TV

Colbert’s ‘Our Cartoon President’ Season 2 Brutally Mocks Dems Schumer and Pelosi

SALT IN WOUND

This Sunday’s premiere includes a damning portrayal of Democratic Party leadership heading into the 2018 midterms.

OurCartoonPres_111_049_gifcsw
Showtime

Over the course of its first season on Showtime, Our Cartoon President got a ton of flak for trivializing President Donald Trump. After all, it literally turned the president and everyone around him into cartoons. But those who thought the show didn’t go hard enough on Trump might not be too thrilled about the way it portrays the Democratic leadership in this week’s season two premiere.

Chuck Schumer and Nancy Pelosi did appear in season one of the Stephen Colbert-produced show, but their storyline takes a front seat in this Sunday night’s episode, which airs directly after the highly anticipated premiere of Sacha Baron Cohen’s much tougher Who Is America? series. After a cold-open scene that depicts next week’s Helsinki summit between Trump and Putin, the show cuts back to the president’s poorly-received performance at the NATO summit and his cabinet’s scheme to make Trump seem less “low-class.”

This leads directly to a scene in which Trump and Treasury Secretary Steven Mnuchin mingle with “Chuck and Nancy” at a bipartisan charity fundraiser, complete with wine and cheese. “I hear this one has something to do with kids,” Pelosi says dryly. Trump instantly humiliates himself with a story about the Playboy Mansion’s “July humpa-wumpa event hosted by Kid Rock.”

ADVERTISEMENT

In the next scene, Schumer is asking Pelosi, “How did we lose to that animal?” They come to the conclusion that in 2016, they had “the right ideas and the wrong message” and set out to remedy that problem for the midterms. They need a new strategy, one that “doesn’t require Debra Messing to bring it all home for us” and “doesn’t address income inequality by promising reduced prices for Hamilton tickets.”

Soon, the pair is getting advice from Senate Majority Leader Mitch McConnell on how to win like Republicans. As Schumer tells him, they were thinking of making the face of the Democratic Party a “shirtless Adam Rippon with sideburns shaped like hashtags,” but McConnell tells them to just “follow the ABCs: A) accuse Trump of committing treason, B) block his every piece of legislation, and C) blame everything on Hillary Clinton.”

Later, after MSNBC’s Rachel Maddow is seen completely blowing an “exclusive” interview with Trump, Pelosi and Schumer embrace their new “Crooked Donald” strategy to work their base into a pitchfork-wielding fury. But when it comes time to “mobilize them with a catchy slogan” like “Make America Great Again,” they just can’t do it.

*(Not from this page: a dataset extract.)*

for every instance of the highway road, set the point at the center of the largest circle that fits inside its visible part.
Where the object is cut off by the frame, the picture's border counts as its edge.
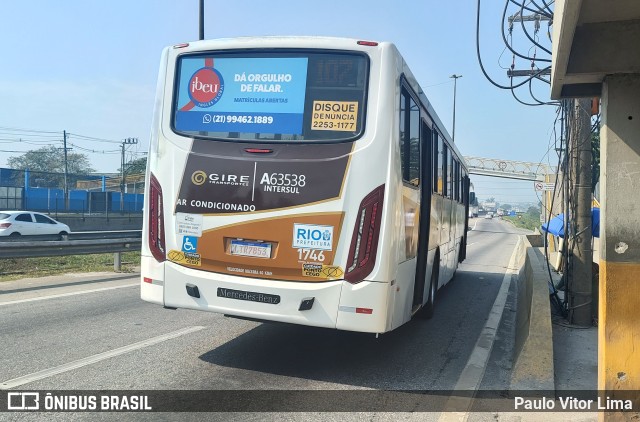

They keep pushing their self-imposed four-word limit until they finally arrive at this monstrosity:

“Let’s Achieve Access to Jobs and Healthcare and Affordable Rail Service for Disenfranchised Minorities While Protecting Our Environment and Combating Climate Change with the Wealthy Paying Their Fair Share, Plus a Humane Policy Toward Immigrants, 2018 Opportunity to Receive Healthcare and Affordable Rail Service, No More Food Deserts While Not Demonizing Wall Street.”

After that goes over with voters about as well as you might imagine, the leaders turn on each other. “I told you that slogan should have been longer,” Schumer complains, to which Pelosi shoots back, “I was the one who said ‘opportunity’ should have been in there twice, at least!”

It’s a pretty funny scene that is also a brutal indictment of the current state of the Democratic Party.

By the end of the episode they come up with a slogan that does actually fit on a hat, but is unlikely to win them any elections: “We’re Sorry.” Surrounded by his children in the Oval Office, Trump watches them present their plan for a national apology tour on cable news and says, “Kids, we’re going to be just fine,” before adding, “Except you, Jared, you’re going to jail.”

As cartoonish as the alternate world of Our Cartoon President can feel at times, this conclusion feels all too realistic. And if the show’s creators are trying to win over an understandably skeptical conservative audience, this episode just might do the trick.